Besides, in some cases an object with multiple threads could respond to many
messages - literally - at the same time given multiple cores. Why slow down
the system by putting all the messages into a single queue when you don't
have to!?

You didn't understand the model I'm talking about. 

That is likely the case.  

So I ask you kindly if you can read my previus emails where I where I have
taken the job of expresing my exploratory thoughts until reached this model
and the speculation about the existence of this model (consequences). 

There isn't such a thing as an object with multiple trheads. That does not
exists in this model. 

Ok. I got that. 

It does exists one process per instance no more no less. 
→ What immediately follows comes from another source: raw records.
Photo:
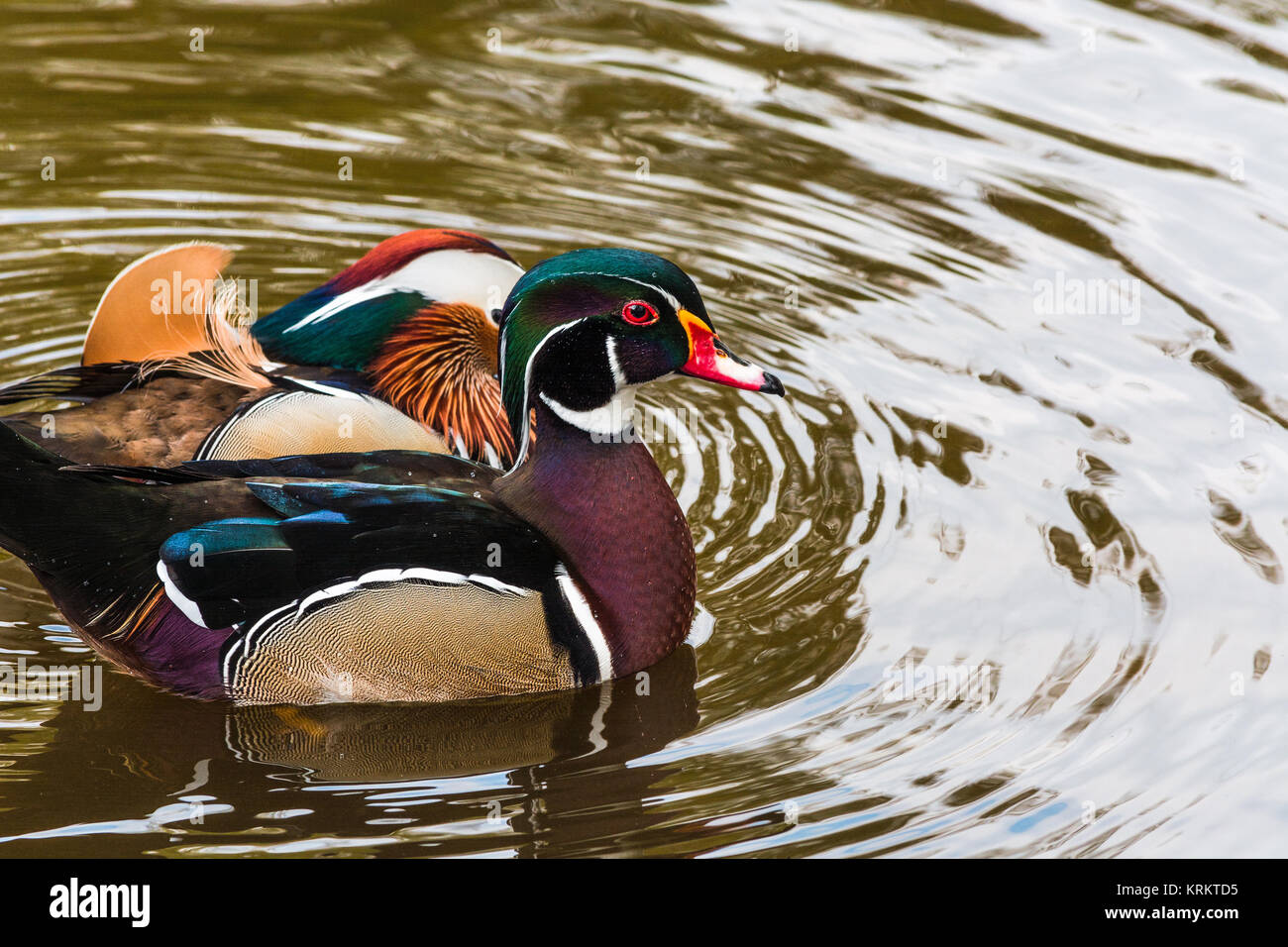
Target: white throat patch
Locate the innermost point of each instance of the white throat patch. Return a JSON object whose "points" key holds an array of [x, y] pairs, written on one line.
{"points": [[613, 420]]}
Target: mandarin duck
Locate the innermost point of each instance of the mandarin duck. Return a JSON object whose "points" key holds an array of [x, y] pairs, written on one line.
{"points": [[397, 575], [395, 352]]}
I did get that. Even if you only do that logically you've got serious
problems. 

If you have read where I talk about how to manage with this model N millon
objects with limited hardware and you still found problems please be my
guest to inform me here because I want to know that as soon as possible.

I think you're thinking about processes and threads the same way you know
them today. 

I can easily see such a scenario working and also breaking all over the
place. 

Why? 

Lets see if this helps you to get the idea: Desambiguation: for this model
I'm talking about process not as an OS process but as a VM light process
which we also use to call them threads.

Ok.

So I'm saying that in this model you have only one process per instance but
that process is not a process that can have threads belonging to it. 

ok.

That generates a hell of complexity. 

You lost me there. What complexity?

Does not matter is other model not the one I'm speculating. (probably one
you have imagined before clarifiying the 1:1 object process thing) 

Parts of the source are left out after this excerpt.